Focus on the most common and most important path a website visitor takes through your sales cycle. Those elements should stand out and any other element should be secondary. Not distracting, but there if someone really wants it.
A common example if a newsletter signup on a homepage. Some people may want to do that, but most want to learn more about your software.
You can have the newsletter signup, but make it small, secondary and only there for those looking for it.
6. “Just Right” Amount Of Text
You know the story of Goldilocks and the Three Bears?
The one about the porridge that was too hot and then too cold and then finally just right.
That’s the rule for text on your website.
This comes from testing. Asking people. Following how they use your site.
It’s common for people to lose interest if a site has too much text.
But if you feel you need that text it could mean that you need to break it up more.
More headings. More graphics. More photos.
Think about what you prefer reading.
A research paper with very few paragraphs.
Or an article in a nice magazine?
Break up your content. Limit the content by watching for repetition, industry jargon, vagueness, etc.
7. Follow The Sales Cycle
Every business has a sales cycle.
It’s so important for your software business that you understand yours.
Your website is really just another salesperson on your team. Except they’re not working in person with a potential customer. They’re online. They can’t really talk to the person (although live chat is becoming a crucial element).
When you map out your website, starting with your homepage, you want to follow your sales cycle.
Let your website take the person through the cycle. From the introduction of what you offer to answering common questions to showing proof to getting to know a little bit about each other all the way through to closing the deal.
If you don’t follow your sales cycle you’ll confuse visitors. Their questions won’t get answered. They probably won’t convert.
Speaking of proof. This is proof that what you’re selling works.
Amazon does this to perfection. They have got to have one of the biggest collections of customer reviews ever assembled. And that’s what most of their customers are concerned with.
Even if some of those reviews are fake people still pay attention. The more reviews the less chance of error. And people learn so much about a product by reading what others say about it.
People want to see that your software will work. They’ll take your word for it…to a point. They want to see proof.
9. Answer Questions
Speaking of answering questions I wanted to bring that out into its own point.
If you’ve sold your software directly to customers think back to the questions they’ve asked throughout the process.

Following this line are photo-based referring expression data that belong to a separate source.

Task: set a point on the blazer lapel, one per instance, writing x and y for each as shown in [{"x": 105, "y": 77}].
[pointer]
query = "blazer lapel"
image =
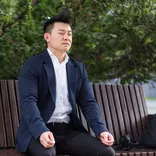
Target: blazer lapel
[
  {"x": 72, "y": 74},
  {"x": 50, "y": 75}
]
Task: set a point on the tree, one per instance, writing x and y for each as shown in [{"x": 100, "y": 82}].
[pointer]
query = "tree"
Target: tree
[{"x": 115, "y": 39}]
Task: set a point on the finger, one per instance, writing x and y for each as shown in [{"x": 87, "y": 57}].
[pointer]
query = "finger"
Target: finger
[
  {"x": 47, "y": 141},
  {"x": 51, "y": 137}
]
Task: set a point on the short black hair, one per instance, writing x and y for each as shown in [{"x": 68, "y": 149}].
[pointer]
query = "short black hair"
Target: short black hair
[{"x": 64, "y": 17}]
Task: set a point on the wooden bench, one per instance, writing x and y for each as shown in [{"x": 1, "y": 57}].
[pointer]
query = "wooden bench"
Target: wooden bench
[{"x": 123, "y": 109}]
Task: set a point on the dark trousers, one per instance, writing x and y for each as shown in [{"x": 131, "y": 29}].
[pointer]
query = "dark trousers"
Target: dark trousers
[{"x": 70, "y": 142}]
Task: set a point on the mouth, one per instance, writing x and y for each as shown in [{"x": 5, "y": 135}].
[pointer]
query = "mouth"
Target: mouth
[{"x": 66, "y": 43}]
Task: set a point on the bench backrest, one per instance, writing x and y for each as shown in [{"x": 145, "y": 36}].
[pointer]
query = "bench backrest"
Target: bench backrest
[{"x": 123, "y": 108}]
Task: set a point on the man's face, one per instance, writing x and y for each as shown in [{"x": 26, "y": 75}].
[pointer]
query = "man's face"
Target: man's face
[{"x": 60, "y": 38}]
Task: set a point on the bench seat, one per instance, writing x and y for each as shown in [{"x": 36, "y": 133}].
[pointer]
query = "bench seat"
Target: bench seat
[{"x": 123, "y": 108}]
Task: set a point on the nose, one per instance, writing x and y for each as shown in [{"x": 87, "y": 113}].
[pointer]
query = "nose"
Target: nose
[{"x": 65, "y": 37}]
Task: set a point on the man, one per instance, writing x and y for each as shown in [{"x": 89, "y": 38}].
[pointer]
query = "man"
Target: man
[{"x": 51, "y": 84}]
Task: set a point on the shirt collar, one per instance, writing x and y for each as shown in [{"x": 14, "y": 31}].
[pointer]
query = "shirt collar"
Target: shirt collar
[{"x": 53, "y": 57}]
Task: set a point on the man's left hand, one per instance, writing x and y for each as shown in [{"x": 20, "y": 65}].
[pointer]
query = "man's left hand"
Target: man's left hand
[{"x": 106, "y": 138}]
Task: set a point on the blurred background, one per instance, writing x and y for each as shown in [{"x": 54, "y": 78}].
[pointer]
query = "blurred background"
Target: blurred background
[{"x": 116, "y": 39}]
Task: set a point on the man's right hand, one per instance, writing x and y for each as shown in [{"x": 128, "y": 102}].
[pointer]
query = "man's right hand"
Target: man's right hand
[{"x": 47, "y": 139}]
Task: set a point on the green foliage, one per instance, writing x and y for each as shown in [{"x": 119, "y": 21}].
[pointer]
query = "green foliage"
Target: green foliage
[{"x": 115, "y": 39}]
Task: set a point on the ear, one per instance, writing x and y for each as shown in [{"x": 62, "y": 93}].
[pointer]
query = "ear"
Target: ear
[{"x": 46, "y": 36}]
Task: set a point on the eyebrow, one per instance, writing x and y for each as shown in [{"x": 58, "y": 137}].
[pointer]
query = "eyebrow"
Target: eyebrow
[{"x": 64, "y": 30}]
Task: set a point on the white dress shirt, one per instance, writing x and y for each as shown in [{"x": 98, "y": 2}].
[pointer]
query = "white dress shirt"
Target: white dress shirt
[{"x": 62, "y": 106}]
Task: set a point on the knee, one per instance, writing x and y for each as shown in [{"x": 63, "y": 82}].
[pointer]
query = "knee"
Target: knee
[{"x": 49, "y": 152}]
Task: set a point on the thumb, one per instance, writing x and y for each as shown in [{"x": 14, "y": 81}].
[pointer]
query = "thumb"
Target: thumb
[{"x": 51, "y": 137}]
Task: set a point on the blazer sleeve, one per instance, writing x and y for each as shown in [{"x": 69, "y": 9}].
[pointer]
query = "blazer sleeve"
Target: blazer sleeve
[
  {"x": 28, "y": 94},
  {"x": 89, "y": 106}
]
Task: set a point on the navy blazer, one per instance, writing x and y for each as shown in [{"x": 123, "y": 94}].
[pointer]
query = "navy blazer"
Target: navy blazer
[{"x": 37, "y": 93}]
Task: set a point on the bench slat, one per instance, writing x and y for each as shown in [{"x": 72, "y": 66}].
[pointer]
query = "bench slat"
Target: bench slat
[
  {"x": 7, "y": 114},
  {"x": 113, "y": 112},
  {"x": 13, "y": 106},
  {"x": 3, "y": 142},
  {"x": 124, "y": 110},
  {"x": 118, "y": 110},
  {"x": 106, "y": 108}
]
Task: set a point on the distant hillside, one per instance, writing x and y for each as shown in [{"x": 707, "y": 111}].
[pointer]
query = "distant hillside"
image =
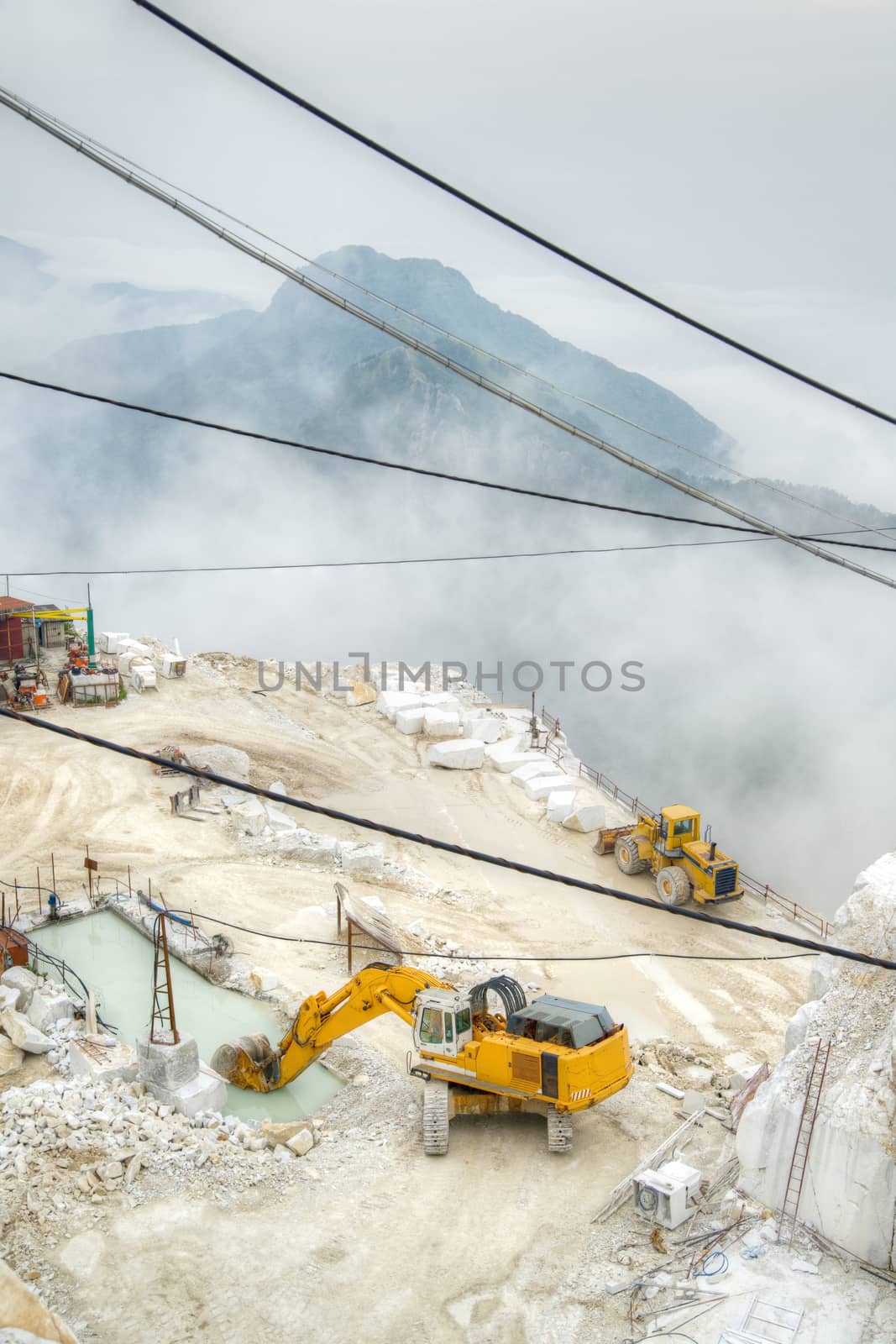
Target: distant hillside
[
  {"x": 43, "y": 312},
  {"x": 304, "y": 369}
]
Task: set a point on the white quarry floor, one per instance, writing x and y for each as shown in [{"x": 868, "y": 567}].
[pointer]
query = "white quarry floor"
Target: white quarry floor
[{"x": 365, "y": 1236}]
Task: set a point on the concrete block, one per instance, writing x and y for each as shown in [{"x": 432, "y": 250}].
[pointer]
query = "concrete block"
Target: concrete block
[
  {"x": 390, "y": 702},
  {"x": 508, "y": 745},
  {"x": 443, "y": 701},
  {"x": 22, "y": 980},
  {"x": 533, "y": 765},
  {"x": 250, "y": 816},
  {"x": 301, "y": 1142},
  {"x": 560, "y": 804},
  {"x": 587, "y": 816},
  {"x": 277, "y": 820},
  {"x": 364, "y": 859},
  {"x": 11, "y": 1057},
  {"x": 22, "y": 1034},
  {"x": 485, "y": 727},
  {"x": 167, "y": 1066},
  {"x": 305, "y": 847},
  {"x": 47, "y": 1007},
  {"x": 90, "y": 1057},
  {"x": 410, "y": 721},
  {"x": 544, "y": 784},
  {"x": 458, "y": 754},
  {"x": 206, "y": 1092},
  {"x": 437, "y": 723},
  {"x": 281, "y": 1132},
  {"x": 360, "y": 694}
]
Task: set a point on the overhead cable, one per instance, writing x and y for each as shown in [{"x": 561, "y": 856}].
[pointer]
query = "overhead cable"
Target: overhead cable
[
  {"x": 418, "y": 559},
  {"x": 485, "y": 956},
  {"x": 35, "y": 116},
  {"x": 446, "y": 847},
  {"x": 394, "y": 467},
  {"x": 463, "y": 340},
  {"x": 523, "y": 230}
]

If you get the same question from multiple prospects then it’s a prime indicator that the answer should be on the website.
If multiple people ask a question you can bet that people visiting your site will be asking it in their head. If your website provides the answer then the person will move to the next question or the next stage of the process.
That’s why I believe in adding a price or at least a price range on a business website. It’s usually one of the most commonly asked questions in the sales cycle.
Finally, let’s end with activity.
Some sign that your company is current and active. That you’re alive.
You never want a person visiting your site to wonder if what they’re seeing is current. Or if your company is still active.
There are little things like the copyright and year in the footer. Every once in awhile you’ll see a site with a copyright year from 2 or more years ago.
That makes people think, “If they haven’t updated their website in two years how often to they update their software?”
Another way to keep a website active is a with a regular schedule of blog posts. That helps in other ways too…
That was pretty extensive, but hopefully you could kind of scan through it and pick up a few tips.
Your website can be so great for helping grow your software company. You can sell in person and make partnerships and things like that. But a great website can take things to new levels.
Use the tips above to help guide the design and structure of your website.
And remember that a website is never done. There is always room for improvement.